Since the exit gas containing the corrosion inhibitor was in two phases, a film containing corrosion inhibitor formed on the internal pipeline surface. This film acts as a medium for the active ingredients. As a result, the active ingredients travel throughout the system and thereby ensure protection of the pipeline in case condensation forms.
It was also determined that the amount of enhanced corrosion inhibitor required is directly proportional to the temperature of the gas stream. At 165° F. each one million standard cubic feet (“MMSCF”) of gas require about one gallon of the diesel-corrosion inhibitor mixture to become saturated and at 130° F. only 0.5 gallon per MMSCF is required for saturation.

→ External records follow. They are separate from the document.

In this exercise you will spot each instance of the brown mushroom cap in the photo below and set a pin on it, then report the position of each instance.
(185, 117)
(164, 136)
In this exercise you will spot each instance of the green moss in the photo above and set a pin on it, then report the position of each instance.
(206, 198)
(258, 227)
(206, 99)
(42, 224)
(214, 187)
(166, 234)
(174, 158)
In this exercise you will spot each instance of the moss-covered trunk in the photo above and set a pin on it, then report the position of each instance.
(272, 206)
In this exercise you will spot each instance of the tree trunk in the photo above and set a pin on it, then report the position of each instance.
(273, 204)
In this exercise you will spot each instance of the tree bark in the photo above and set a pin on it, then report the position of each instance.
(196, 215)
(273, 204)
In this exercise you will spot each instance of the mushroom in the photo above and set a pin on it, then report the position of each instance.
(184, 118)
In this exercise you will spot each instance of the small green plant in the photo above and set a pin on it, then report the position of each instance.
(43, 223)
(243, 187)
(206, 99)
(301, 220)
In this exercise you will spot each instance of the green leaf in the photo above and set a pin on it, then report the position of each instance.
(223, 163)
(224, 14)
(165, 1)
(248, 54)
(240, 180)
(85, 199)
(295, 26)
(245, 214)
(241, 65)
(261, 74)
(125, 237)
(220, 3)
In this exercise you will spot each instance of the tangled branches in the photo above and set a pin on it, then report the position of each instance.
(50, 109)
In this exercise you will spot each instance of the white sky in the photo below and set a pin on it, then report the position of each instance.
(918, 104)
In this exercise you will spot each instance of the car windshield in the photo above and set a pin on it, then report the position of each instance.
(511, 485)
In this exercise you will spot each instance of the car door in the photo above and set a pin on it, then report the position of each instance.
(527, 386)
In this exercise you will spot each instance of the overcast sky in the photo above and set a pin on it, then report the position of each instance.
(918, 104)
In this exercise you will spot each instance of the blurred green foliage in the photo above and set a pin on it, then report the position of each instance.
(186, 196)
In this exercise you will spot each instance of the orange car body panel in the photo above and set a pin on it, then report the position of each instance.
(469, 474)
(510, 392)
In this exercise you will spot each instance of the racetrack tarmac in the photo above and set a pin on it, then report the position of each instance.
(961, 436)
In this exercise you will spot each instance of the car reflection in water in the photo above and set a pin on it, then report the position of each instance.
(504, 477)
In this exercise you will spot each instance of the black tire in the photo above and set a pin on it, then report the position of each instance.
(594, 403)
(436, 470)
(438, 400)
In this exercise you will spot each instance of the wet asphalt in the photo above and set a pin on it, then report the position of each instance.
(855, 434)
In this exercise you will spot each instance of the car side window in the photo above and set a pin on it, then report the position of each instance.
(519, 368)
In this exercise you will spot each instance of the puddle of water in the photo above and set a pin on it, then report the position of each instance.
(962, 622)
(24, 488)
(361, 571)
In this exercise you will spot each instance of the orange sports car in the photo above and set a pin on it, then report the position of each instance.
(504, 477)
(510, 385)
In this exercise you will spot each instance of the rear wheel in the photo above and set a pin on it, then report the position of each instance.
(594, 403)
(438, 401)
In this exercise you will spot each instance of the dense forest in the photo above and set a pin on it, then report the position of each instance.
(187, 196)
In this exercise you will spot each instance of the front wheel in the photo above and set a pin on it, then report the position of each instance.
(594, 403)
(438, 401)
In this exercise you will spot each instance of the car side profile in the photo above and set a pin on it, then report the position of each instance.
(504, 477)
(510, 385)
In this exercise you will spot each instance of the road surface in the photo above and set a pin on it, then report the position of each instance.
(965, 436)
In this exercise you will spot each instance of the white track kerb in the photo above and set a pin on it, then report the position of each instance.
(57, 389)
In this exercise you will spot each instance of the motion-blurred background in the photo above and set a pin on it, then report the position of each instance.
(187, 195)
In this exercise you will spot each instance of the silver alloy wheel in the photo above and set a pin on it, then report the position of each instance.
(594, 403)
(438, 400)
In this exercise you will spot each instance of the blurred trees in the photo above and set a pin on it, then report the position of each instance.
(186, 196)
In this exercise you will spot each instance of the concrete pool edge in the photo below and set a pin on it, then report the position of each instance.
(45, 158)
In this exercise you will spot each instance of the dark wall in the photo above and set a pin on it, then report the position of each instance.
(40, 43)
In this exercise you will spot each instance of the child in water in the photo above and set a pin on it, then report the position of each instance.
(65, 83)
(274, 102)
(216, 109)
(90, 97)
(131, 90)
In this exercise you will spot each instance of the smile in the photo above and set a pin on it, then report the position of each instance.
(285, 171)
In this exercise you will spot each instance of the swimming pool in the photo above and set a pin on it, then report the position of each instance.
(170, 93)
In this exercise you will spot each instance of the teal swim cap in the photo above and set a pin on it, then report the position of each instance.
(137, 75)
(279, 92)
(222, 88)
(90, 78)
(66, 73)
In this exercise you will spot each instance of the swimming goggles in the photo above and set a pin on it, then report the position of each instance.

See FIG. 1. To assure adequate protection, the prior art recommended that the rate of addition should not be lower than 0.5 gallon per MMSCF of gas.
It has been recognized that reducing chemical usage in general can be beneficial to the environment and can also produce substantial cost savings. It is therefore an object of the present invention to provide an improved method of adding corrosion inhibitor compositions that will be more cost effective and reduce chemical usage, and will also be automatated to reduce human error and labor spent on this task.
It is another specific object of this invention to provide an improved process for controlling the temperature and thereby the amount of corrosion inhibitor composition added to a gas stream for transmission from a GOSP.
A further object of the invention is to provide a process and apparatus for reducing the superheated gas temperature to below 165° F., while effectively saturating the gas with less than 1 gallon per MMSCF of corrosion inhibitor.